La mention « par l’auteur du Cuisinier d’un grand homme », qui désigne Gérard sous le pseudonyme de Beuglant, l’ami de Cadet Roussel, invite à lire cette « Épître » comme un pamphlet contre le ministre Joseph de Villèle, déjà épinglé dans M. Dentscourt pour son clientélisme, sa politique ultra et sa collusion avec les Jésuites.
On peut lire cette note à la fin du texte : « L’auteur de cette satire va publier sous quelques jours La Villéleïde, ou la Jeunesse du grand homme, ses conversations avec le malin, la création du monstre, sa mort, sa descente aux enfers, etc.
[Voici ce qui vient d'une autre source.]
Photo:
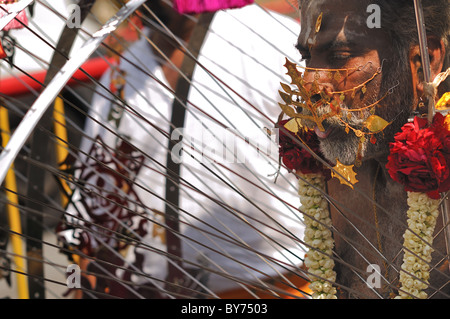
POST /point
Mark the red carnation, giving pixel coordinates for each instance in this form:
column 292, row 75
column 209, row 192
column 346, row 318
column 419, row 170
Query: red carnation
column 294, row 156
column 420, row 157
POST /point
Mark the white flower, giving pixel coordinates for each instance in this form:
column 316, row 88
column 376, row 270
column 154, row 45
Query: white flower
column 422, row 215
column 318, row 236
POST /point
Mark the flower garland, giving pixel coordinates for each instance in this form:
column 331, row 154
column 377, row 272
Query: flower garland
column 312, row 176
column 420, row 160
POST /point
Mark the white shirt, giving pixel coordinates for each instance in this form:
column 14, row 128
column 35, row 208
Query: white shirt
column 246, row 49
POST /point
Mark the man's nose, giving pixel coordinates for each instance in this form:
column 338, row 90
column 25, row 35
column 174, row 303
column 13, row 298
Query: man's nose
column 317, row 83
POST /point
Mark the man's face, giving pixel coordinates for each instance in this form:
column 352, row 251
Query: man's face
column 344, row 44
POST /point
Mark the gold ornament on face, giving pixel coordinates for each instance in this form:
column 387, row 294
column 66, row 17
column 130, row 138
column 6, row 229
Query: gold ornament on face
column 310, row 105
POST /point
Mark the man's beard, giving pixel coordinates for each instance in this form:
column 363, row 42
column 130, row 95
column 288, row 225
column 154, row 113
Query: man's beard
column 395, row 108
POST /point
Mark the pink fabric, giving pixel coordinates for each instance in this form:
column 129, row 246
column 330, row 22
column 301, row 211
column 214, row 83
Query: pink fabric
column 200, row 6
column 14, row 24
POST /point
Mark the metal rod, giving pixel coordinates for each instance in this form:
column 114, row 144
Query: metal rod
column 424, row 53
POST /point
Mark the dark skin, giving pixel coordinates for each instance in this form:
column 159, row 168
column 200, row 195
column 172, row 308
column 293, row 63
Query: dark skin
column 362, row 228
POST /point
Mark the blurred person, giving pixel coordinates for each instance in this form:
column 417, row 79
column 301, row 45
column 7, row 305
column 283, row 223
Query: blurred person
column 234, row 233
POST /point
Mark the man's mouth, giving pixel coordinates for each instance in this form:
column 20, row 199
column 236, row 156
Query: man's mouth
column 323, row 134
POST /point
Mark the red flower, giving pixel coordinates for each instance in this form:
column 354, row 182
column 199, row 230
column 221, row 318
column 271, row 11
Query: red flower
column 420, row 157
column 298, row 158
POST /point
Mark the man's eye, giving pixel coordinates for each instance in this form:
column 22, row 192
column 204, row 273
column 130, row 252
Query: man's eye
column 305, row 57
column 340, row 56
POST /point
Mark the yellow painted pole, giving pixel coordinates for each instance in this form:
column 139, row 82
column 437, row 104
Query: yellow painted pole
column 61, row 143
column 13, row 213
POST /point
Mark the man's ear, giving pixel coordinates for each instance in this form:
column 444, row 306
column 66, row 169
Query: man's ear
column 436, row 51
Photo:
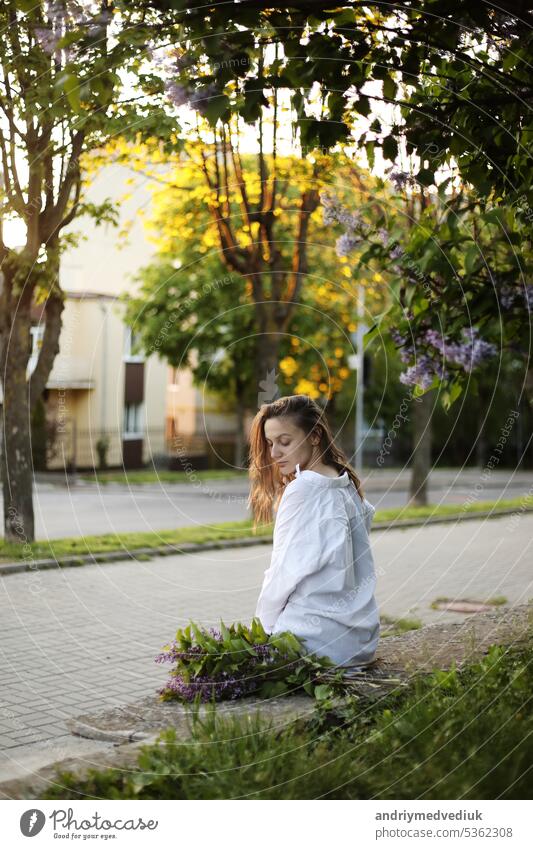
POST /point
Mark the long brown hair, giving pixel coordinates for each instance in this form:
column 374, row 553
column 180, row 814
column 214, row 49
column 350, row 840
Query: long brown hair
column 266, row 481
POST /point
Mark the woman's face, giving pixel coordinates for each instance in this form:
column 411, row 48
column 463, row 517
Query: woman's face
column 287, row 444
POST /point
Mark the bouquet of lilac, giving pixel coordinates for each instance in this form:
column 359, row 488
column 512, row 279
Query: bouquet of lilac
column 237, row 660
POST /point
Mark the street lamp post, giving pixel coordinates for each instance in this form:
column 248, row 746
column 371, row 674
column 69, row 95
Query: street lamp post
column 358, row 362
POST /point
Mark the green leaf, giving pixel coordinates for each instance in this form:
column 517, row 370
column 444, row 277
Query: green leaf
column 389, row 87
column 70, row 85
column 390, row 148
column 323, row 691
column 472, row 258
column 425, row 177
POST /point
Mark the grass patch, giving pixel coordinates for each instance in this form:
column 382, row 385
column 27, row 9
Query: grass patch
column 496, row 601
column 391, row 627
column 460, row 734
column 99, row 544
column 389, row 514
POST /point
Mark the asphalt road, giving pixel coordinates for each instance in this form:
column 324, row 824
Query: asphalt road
column 84, row 509
column 73, row 641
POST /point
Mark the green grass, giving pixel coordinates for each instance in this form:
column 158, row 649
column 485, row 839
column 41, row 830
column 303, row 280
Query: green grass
column 69, row 546
column 389, row 514
column 464, row 734
column 161, row 476
column 99, row 544
column 496, row 601
column 392, row 627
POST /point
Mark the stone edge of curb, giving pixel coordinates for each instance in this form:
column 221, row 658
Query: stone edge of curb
column 164, row 550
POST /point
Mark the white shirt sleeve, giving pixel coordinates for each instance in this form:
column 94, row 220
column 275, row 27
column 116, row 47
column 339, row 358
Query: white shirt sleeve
column 369, row 514
column 296, row 553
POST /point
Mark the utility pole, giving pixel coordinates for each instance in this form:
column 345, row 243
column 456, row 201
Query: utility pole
column 356, row 361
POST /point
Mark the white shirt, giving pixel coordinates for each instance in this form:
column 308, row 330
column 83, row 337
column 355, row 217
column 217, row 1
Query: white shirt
column 321, row 580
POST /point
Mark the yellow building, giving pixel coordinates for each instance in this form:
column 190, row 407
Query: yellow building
column 101, row 391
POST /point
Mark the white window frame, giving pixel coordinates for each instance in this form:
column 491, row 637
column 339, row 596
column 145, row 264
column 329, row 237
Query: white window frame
column 128, row 357
column 137, row 422
column 37, row 335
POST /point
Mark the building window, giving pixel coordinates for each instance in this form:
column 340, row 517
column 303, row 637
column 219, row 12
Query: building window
column 37, row 333
column 132, row 346
column 133, row 426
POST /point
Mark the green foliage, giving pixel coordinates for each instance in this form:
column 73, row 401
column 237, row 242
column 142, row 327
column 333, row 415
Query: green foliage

Ce poëme en cinq chants, composé en partie avant que la Villéliade eût paru, n’a aucun rapport avec elle, mais en peut être le complément, parce que la Villéliade chante l’avenir, et que la Villéleïde chantera le passé. » Notons que Félix Bodin, l’ami Cadet Roussel, est devenu directeur du Mercure de France du XIXe siècle en avril 1826.
L’Épître à M. de Villèle sera reprise en 1827 dans Élégies nationales et satires politiques.
Voir la notice LES ANNÉES CHARLEMAGNE.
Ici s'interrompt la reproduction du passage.